The input type annotation declares every feature the resolver needs—including the has-many relationship projected down to the specific columns it uses.

Note that the primary key of the feature class must be in the both the input and output type annotations.

src/resolvers.py
from chalk import online, DataFrame
from chalk.features import _
import chalk.functions as F

from src.features import User, Transaction


@online(static=True)
def compute_transaction_stats(
    df: DataFrame[
        User.id,
        User.transactions[
            Transaction.id,
            Transaction.user_id,
            Transaction.amount,
        ],
    ],
) -> DataFrame[User.id, User.transaction_count, User.total_spend]:
    # Explode the has-many relationship into one row per transaction
    df_exploded = df.explode(str(User.transactions))

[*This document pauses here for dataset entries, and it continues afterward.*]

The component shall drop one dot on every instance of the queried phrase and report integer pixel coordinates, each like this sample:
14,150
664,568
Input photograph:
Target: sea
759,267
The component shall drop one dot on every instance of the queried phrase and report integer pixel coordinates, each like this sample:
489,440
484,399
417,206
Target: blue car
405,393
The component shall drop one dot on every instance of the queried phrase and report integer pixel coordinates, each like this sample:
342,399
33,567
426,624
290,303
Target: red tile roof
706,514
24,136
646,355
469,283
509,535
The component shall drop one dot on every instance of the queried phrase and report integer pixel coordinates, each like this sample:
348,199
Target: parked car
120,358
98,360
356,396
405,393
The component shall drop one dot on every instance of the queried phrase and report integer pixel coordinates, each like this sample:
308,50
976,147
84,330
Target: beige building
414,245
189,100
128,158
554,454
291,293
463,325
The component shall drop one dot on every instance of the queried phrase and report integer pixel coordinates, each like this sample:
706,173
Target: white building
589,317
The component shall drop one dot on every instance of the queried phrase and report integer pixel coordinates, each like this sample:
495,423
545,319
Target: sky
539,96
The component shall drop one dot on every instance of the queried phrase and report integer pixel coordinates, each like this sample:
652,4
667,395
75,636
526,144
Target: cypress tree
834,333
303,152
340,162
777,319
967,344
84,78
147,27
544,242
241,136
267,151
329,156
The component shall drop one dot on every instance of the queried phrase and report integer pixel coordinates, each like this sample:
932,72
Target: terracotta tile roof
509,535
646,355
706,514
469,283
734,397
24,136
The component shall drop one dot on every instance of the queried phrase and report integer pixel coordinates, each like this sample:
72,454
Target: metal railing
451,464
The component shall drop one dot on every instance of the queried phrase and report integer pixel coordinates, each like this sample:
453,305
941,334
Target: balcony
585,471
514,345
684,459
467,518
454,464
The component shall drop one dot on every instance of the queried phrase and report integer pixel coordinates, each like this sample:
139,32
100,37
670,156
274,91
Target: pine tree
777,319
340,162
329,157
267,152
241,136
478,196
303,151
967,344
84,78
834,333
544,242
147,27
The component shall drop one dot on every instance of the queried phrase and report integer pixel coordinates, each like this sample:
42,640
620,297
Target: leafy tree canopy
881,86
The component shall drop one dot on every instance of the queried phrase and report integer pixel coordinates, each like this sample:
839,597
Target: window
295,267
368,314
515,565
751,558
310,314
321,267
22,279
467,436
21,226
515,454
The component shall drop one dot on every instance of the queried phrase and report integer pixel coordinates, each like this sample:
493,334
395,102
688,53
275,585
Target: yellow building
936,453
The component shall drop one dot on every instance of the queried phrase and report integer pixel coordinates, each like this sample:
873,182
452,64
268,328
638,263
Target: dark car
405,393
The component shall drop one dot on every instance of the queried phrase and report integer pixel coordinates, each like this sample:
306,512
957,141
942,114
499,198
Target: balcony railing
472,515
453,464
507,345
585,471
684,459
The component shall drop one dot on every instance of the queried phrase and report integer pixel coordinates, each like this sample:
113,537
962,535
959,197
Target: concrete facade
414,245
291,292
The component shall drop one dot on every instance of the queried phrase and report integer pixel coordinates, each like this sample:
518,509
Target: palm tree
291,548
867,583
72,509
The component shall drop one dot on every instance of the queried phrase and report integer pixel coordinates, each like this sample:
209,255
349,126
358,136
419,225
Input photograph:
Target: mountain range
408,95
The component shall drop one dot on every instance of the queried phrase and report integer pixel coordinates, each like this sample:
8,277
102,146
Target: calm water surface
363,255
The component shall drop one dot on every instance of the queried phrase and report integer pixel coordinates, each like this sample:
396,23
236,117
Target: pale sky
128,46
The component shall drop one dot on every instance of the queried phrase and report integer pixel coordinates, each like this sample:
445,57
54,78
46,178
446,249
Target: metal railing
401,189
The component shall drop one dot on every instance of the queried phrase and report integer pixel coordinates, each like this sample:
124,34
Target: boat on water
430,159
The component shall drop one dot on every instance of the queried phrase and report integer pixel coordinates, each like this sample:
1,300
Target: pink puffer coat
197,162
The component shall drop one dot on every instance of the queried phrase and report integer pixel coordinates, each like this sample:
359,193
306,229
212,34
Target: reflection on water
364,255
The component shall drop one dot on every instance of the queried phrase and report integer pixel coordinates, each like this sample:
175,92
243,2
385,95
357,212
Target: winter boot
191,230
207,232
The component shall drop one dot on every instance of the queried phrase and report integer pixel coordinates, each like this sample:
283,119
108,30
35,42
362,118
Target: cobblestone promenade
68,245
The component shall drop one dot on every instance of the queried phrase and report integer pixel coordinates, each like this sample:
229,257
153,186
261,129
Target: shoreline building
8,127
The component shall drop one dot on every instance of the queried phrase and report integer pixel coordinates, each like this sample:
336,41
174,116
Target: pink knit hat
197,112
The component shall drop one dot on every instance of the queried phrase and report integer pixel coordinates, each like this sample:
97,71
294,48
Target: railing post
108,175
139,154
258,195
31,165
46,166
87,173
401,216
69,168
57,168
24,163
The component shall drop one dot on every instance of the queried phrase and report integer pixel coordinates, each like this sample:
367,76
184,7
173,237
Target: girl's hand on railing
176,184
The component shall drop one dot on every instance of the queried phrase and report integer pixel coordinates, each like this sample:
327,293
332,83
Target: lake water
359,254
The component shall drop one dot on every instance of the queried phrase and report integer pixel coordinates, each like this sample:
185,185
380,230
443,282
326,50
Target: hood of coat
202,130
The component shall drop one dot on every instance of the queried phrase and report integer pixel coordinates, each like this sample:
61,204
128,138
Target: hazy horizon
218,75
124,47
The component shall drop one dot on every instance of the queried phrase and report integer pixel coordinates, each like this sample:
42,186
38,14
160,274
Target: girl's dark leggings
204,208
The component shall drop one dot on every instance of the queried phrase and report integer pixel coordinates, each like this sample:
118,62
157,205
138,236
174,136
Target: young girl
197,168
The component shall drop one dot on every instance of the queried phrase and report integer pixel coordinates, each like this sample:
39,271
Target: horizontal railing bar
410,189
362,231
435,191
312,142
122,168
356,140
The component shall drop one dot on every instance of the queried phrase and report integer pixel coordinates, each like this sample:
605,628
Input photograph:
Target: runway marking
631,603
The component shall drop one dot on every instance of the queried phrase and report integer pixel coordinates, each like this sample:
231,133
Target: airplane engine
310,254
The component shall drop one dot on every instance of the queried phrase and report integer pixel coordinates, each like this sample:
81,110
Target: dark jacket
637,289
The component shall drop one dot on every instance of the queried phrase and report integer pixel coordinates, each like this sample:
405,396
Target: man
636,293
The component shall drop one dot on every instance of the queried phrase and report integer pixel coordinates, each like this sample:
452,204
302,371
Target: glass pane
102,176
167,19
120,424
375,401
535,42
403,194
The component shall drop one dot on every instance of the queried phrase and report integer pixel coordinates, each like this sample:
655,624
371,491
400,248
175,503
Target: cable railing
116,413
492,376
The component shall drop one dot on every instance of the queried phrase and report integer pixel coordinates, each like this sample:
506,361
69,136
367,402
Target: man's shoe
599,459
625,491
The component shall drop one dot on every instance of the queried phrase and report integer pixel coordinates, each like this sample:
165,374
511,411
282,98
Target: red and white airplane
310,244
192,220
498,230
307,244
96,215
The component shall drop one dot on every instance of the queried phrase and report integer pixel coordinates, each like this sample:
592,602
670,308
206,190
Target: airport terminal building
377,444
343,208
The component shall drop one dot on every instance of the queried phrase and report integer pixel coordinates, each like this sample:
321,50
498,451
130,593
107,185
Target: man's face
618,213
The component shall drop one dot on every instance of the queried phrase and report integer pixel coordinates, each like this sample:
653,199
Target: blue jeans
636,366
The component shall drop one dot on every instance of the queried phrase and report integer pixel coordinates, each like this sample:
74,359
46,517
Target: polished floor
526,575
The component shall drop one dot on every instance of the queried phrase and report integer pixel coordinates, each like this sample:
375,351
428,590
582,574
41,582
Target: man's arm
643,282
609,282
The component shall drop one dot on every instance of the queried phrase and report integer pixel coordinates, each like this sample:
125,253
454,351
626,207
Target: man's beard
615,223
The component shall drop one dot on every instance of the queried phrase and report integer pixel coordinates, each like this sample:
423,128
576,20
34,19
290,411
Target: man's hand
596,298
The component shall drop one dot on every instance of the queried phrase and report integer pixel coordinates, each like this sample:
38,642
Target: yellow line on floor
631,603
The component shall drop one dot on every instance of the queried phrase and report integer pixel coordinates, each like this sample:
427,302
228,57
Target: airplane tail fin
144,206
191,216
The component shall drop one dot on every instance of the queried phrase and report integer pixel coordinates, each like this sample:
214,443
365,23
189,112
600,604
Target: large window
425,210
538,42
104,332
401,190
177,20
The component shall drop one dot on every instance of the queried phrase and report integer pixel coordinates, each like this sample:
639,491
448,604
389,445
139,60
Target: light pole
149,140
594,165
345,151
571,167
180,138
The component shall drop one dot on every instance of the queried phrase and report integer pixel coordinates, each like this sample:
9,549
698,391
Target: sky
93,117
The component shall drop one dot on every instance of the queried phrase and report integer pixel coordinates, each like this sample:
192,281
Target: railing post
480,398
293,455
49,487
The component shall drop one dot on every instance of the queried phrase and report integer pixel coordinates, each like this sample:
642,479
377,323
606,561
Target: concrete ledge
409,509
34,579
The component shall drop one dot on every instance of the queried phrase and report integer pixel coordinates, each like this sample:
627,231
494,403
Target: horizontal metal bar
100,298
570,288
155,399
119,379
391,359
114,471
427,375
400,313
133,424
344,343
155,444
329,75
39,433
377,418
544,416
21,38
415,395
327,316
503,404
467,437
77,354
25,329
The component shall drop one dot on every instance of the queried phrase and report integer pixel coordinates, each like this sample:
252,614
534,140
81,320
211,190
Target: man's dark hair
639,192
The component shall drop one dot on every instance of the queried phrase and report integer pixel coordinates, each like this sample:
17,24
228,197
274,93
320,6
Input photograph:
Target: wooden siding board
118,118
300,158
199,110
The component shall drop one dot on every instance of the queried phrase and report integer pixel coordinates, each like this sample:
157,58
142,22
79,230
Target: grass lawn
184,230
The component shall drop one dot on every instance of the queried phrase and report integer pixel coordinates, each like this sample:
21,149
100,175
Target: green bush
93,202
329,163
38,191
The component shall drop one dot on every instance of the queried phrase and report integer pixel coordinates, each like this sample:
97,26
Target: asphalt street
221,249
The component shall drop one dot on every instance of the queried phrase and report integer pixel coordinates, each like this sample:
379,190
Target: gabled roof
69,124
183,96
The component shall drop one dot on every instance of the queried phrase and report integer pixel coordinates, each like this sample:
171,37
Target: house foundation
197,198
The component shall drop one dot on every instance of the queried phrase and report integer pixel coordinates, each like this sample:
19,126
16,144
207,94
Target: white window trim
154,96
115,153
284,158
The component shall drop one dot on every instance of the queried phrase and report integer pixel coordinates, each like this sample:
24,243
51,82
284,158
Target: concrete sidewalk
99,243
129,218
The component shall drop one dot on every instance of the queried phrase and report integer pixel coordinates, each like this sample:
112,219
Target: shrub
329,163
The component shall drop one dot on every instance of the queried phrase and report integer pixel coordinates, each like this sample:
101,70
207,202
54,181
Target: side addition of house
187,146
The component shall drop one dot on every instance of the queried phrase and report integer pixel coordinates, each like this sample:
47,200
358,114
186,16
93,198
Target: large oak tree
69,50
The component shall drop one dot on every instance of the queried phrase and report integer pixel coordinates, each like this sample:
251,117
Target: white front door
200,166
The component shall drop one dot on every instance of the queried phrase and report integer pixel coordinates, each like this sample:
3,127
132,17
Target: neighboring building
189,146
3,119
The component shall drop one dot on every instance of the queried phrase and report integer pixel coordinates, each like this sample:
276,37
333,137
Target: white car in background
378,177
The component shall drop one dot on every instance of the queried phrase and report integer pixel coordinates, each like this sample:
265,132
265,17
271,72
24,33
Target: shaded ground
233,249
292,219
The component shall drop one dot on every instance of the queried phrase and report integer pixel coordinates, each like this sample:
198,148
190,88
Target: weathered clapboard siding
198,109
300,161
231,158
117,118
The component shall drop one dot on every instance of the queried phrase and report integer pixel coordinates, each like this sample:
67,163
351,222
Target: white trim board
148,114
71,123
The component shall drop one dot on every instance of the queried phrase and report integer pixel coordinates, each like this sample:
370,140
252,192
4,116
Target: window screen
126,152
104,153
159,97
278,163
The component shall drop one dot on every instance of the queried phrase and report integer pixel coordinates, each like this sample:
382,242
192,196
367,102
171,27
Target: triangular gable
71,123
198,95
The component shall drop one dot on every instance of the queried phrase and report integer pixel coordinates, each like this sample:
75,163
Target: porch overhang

    # Lift the nested amount field into a top-level column
    txns = df_exploded.with_columns({
        "amount": _.transactions.amount,
    })

    # Aggregate per user
    stats = txns.agg(
        [str(User.id)],
        _.count().alias("txn_count"),
        _.amount.sum().alias("spend_total"),
    )

    # Join back to the original df so users with no transactions still appear
    return (
        df.join(stats, on=[str(User.id)], how="left")
        .with_columns({
            "user.transaction_count": F.coalesce(_.txn_count, 0),
            "user.total_spend": F.coalesce(_.spend_total, 0.0),
        })
        .select(str(User.id), "user.transaction_count", "user.total_spend")
    )

A few things worth noting:

  • df.explode(): Flattens the has-many list into individual rows—one per transaction.
  • with_columns: Lifts a field out of the nested struct into a plain top-level column so it can be used in expressions.
  • agg: Groups by user and computes the count and sum in one pass.
  • Join back to df: Ensures every user appears in the output. F.coalesce fills in 0 for users with no transactions.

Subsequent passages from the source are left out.